The current com.docker.proxy.exe (above dockerd.exe in the list) that talked to the MobyLinuxVM exits as the dark green bar highlights that.

The dockerd.exe Windows Docker engine is started, as well as a new com.docker.proxy.exe (below dockerd.exe) which talks to the Windows Docker engine.

So just after the switch you still can use the docker.exe Client or your Docker integration in your favorite editor or IDE without any environment changes.

Running both container worlds in parallel

The proxy process just switches the connection to the Docker engine. After such a switch both the Linux and Windows Docker engine are running.

Run a Linux web server

To try this out we first switch back to the Linux containers. Now we run the default nginx web server on port 80

docker run -p 80:80 -d nginx  

then switch to the Windows containers with

& 'C:\Program Files\Docker\Docker\DockerCli.exe' -SwitchDaemon

docker-run-nginx

Now let's run some Windows containers. But first we try if the Linux container is still running and reachable with

start http://localhost  

With the start command you open Edge with the welcome page of the nginx running in a Linux container

nginx

Yes, the Linux container is still running.

Build a Windows web server

On Windows 10 you only can run Nanoserver containers. There is no IIS docker image for Nanoserver. Ignite update: You can run Nanoserver AND windowsservercore containers on Windows 10.

But to demo how simple nanoserver containers could be I'll keep the following sample as it is. So we create our own small Node.js web server. First we write the simple web server app

notepad app.js  

Enter this code as the mini web server in the file app.js and save the file.

var http = require('http');  
var port = 81;

function handleRequest(req, res) {  
  res.end('Hello from Windows container, path = ' + req.url);
}

var server = http.createServer(handleRequest);

server.listen(port);  

Now we build a Windows Docker image with that application. We open another editor to create the Dockerfile with this command

notepad Dockerfile.  

Enter this as the Dockerfile. As you can see only the FROM line is different from a typical Linux Dockerfile. This one uses a Windows base image from the Docker Hub.

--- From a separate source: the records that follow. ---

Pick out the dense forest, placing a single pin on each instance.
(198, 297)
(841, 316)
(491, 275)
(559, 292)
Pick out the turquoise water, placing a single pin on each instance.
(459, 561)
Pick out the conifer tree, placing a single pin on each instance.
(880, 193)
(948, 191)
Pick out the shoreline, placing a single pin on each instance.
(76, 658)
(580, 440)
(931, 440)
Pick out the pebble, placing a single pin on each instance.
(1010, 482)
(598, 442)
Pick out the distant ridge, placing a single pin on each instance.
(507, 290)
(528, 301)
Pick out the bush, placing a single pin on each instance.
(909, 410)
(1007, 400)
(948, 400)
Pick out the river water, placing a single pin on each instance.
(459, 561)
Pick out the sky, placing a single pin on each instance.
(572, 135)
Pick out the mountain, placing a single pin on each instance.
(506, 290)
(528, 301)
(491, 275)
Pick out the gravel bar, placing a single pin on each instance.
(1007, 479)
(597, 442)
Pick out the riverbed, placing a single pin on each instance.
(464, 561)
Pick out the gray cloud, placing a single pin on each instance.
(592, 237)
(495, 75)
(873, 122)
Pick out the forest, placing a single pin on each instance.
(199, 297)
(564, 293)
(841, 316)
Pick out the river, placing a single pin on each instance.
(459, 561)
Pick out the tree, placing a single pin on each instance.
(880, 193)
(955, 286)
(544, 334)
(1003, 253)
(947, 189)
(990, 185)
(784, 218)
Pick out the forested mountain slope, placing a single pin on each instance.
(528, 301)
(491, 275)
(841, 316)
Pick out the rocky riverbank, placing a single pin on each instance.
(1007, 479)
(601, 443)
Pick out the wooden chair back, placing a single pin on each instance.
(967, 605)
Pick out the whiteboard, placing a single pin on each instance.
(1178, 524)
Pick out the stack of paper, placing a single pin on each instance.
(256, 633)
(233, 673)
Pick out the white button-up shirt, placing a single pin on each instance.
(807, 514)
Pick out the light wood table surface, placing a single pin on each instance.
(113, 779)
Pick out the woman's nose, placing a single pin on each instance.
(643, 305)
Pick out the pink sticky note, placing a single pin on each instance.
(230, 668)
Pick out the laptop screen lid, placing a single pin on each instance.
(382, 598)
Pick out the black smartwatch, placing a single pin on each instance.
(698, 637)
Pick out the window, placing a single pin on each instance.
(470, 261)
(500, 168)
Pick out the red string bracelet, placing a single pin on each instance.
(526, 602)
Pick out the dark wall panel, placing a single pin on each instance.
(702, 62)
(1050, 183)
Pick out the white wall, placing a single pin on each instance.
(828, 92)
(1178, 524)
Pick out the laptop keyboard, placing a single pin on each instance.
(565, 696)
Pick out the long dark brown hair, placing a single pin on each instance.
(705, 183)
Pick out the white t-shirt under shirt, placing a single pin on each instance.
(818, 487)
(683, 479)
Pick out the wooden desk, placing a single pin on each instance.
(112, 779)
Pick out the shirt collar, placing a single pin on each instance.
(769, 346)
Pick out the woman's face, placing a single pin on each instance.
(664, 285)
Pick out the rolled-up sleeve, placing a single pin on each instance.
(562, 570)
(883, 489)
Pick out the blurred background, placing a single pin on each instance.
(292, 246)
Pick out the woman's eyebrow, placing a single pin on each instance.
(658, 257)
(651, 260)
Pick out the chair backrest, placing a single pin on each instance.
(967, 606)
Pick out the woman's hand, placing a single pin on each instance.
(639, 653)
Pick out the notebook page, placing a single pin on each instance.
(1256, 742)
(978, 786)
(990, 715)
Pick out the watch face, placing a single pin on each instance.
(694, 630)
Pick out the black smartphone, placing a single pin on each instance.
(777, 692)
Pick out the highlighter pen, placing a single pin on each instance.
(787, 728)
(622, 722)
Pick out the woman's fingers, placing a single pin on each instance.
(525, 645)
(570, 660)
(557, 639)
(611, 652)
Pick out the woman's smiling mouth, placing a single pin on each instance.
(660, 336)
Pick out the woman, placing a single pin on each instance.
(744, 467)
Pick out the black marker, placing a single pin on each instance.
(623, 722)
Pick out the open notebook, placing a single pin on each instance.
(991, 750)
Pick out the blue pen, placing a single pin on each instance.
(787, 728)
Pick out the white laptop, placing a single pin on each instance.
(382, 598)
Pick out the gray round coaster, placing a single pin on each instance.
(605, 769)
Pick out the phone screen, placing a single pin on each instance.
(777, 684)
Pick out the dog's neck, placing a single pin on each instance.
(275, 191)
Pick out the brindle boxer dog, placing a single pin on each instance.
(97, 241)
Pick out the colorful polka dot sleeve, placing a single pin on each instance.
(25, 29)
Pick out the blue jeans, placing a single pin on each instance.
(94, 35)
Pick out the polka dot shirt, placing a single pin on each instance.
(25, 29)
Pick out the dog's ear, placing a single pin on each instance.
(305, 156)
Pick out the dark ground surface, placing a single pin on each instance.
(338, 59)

FROM stefanscherer/node-windows:6.7.0-nano

COPY app.js app.js

CMD [ "node", "app.js" ]  

Save the file and build the Docker image with the usual command

docker build -t webserver .  

Run the Windows web server as a Docker container with

docker run -p 81:81 -d webserver  

docker-run-webserver

At the moment you can't connect directly with 127.0.0.1 to the container. But it is possible to use the IP address of the container. We need the ID or name of the container, so list the containers running with

docker ps  

Then open the browser with the container's IP address:

start http://$(docker inspect -f "{{ .NetworkSettings.Networks.nat.IPAddress }}" grave_thompson):81  

docker-inspect

Additionally the port forwarding from the host to the container allows you to contact the web server on port 81 from another machine.

curl-to-windows-10

And yes, the Windows container is also handling requests.

Conclusion

The new Docker for Windows beta combines the two container worlds and simplifies building Docker images for both Linux and Windows, making a Windows 10 machine a good development platform for both.

And with a little awareness when to switch to the right Docker engine, both Linux and Windows containers can run side-by-side.